Afterward, one of his teammates, Dee Gordon expressed his amazement when told what Suzuki had done.
“Are you kidding me?” Gordon said. “I can’t believe that. Ichi’s amazing. To me, as a similar leadoff-type hitter, 2,500 singles is incredible because I understand how difficult that is to do. 2,500 singles? That’s crazy. Most guys can’t even dream of getting that many hits of any kind in a whole career.”
Indeed, just 100 players in history have recorded at least 2,500 total hits and Suzuki is now just the sixth player to hit that many singles.
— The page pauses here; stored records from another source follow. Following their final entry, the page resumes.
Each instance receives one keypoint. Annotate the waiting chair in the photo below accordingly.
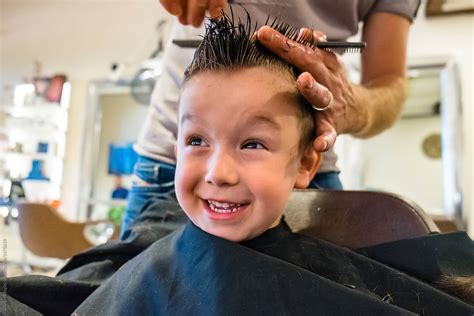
(47, 234)
(356, 219)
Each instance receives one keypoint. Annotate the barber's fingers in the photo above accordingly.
(326, 134)
(196, 10)
(216, 7)
(316, 61)
(316, 94)
(174, 7)
(311, 36)
(319, 96)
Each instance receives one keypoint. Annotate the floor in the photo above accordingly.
(16, 260)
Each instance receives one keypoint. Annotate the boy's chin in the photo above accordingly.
(231, 234)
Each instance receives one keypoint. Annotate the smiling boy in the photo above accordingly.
(239, 152)
(244, 143)
(244, 139)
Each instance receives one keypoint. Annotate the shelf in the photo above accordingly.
(32, 156)
(41, 110)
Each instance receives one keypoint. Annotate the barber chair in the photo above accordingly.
(46, 233)
(356, 219)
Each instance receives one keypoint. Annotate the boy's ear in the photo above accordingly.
(309, 164)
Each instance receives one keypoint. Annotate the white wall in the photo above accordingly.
(80, 38)
(452, 36)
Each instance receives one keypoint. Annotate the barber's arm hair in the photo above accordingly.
(459, 286)
(378, 101)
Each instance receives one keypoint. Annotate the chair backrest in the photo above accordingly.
(46, 233)
(356, 219)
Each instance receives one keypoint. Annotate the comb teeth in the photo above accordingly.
(342, 50)
(342, 47)
(331, 46)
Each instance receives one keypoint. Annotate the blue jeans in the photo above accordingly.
(160, 179)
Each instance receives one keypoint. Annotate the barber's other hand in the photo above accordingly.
(322, 75)
(192, 12)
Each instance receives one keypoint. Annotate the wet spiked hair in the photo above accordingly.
(227, 45)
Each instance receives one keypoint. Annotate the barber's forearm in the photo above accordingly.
(374, 106)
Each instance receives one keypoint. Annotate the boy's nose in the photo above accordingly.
(221, 170)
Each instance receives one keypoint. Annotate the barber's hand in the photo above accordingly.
(193, 11)
(323, 80)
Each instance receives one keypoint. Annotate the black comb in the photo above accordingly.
(331, 46)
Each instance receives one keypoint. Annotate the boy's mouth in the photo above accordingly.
(223, 210)
(223, 207)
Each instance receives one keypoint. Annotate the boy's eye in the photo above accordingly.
(253, 144)
(196, 141)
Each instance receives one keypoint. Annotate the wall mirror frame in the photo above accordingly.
(434, 101)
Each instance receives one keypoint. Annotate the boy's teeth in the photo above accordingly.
(223, 207)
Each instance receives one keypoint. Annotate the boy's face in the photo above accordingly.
(237, 151)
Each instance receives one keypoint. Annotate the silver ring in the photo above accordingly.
(327, 106)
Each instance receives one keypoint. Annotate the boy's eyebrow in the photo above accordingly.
(253, 120)
(262, 119)
(189, 117)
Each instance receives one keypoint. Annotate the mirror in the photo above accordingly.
(420, 157)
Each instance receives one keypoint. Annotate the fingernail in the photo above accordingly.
(310, 84)
(325, 145)
(265, 35)
(175, 9)
(217, 12)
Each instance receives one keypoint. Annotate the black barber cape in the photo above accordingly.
(190, 272)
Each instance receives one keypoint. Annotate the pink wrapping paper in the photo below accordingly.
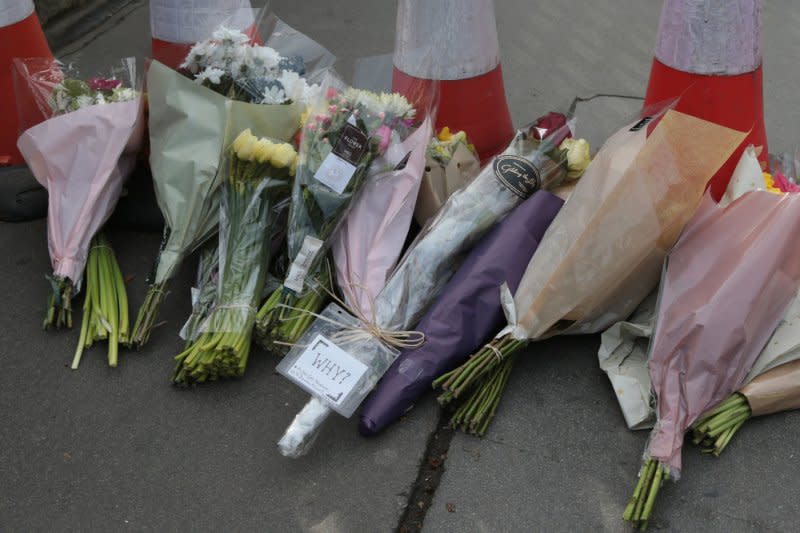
(82, 159)
(727, 285)
(368, 244)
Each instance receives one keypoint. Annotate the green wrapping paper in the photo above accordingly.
(187, 128)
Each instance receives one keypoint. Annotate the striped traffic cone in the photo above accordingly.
(455, 42)
(175, 25)
(708, 53)
(21, 36)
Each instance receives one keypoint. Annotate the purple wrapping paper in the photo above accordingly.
(467, 313)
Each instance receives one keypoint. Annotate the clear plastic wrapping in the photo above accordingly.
(339, 328)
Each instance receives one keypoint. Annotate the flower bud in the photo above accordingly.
(578, 157)
(283, 156)
(263, 150)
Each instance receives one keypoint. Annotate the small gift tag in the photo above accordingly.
(340, 374)
(327, 371)
(338, 168)
(296, 278)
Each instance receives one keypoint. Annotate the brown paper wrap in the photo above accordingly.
(775, 390)
(439, 182)
(603, 253)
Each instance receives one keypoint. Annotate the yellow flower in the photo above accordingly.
(241, 140)
(578, 157)
(247, 148)
(770, 183)
(263, 150)
(283, 156)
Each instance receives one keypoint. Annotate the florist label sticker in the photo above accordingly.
(298, 272)
(327, 371)
(518, 175)
(338, 168)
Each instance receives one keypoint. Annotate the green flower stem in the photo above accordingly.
(105, 306)
(147, 315)
(715, 430)
(640, 507)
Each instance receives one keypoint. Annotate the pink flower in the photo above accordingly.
(783, 183)
(385, 134)
(103, 84)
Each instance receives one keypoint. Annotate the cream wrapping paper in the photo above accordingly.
(774, 391)
(623, 350)
(727, 284)
(82, 158)
(604, 252)
(441, 181)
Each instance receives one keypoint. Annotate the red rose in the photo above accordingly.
(545, 126)
(103, 84)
The Yankees’ Derek Jeter was the last player to do it, in 2014. He finished his career with 2,595, joining Pete Rose (3,215), Ty Cobb (3,053), Eddie Collins (2,643), and Willie Keeler (2,513) in that group.
With home runs on the rise in baseball and sluggers like Giancarlo Stanton and Aaron Judge capturing huge amounts of attention, the fact that Suzuki has reached the 2,500 mark for singles is not exactly a major headline.
Still, there are plenty of baseball people who appreciate the art of the single and one of them, Don Sutton, the Hall of Fame pitcher and Atlanta Braves radio broadcaster, extolled Suzuki.
“We’re in an era of the home run and there is no shame in falling down on your butt swinging away trying to get one,” Sutton said. “If Ichiro had a big ego, do you think he’d be happy having 2,500 singles? No, he’d want 500 homers. That’s why I say it’s not just fantastic hand-eye coordination, but it’s also the ability to be content with a less sexy, but tremendously important, result.”
If things go Suzuki’s way in the final two weeks of the season, perhaps a couple of singles off his bat will come as pinch hits, giving him one more record.
He is making $2 million this season with the Marlins and the team has a $2 million option to keep him in a Miami uniform in 2018. Suzuki, for his part, has given no indication he is about to retire. Somewhere in the major leagues, Miami or elsewhere, more singles and pinch hits probably await.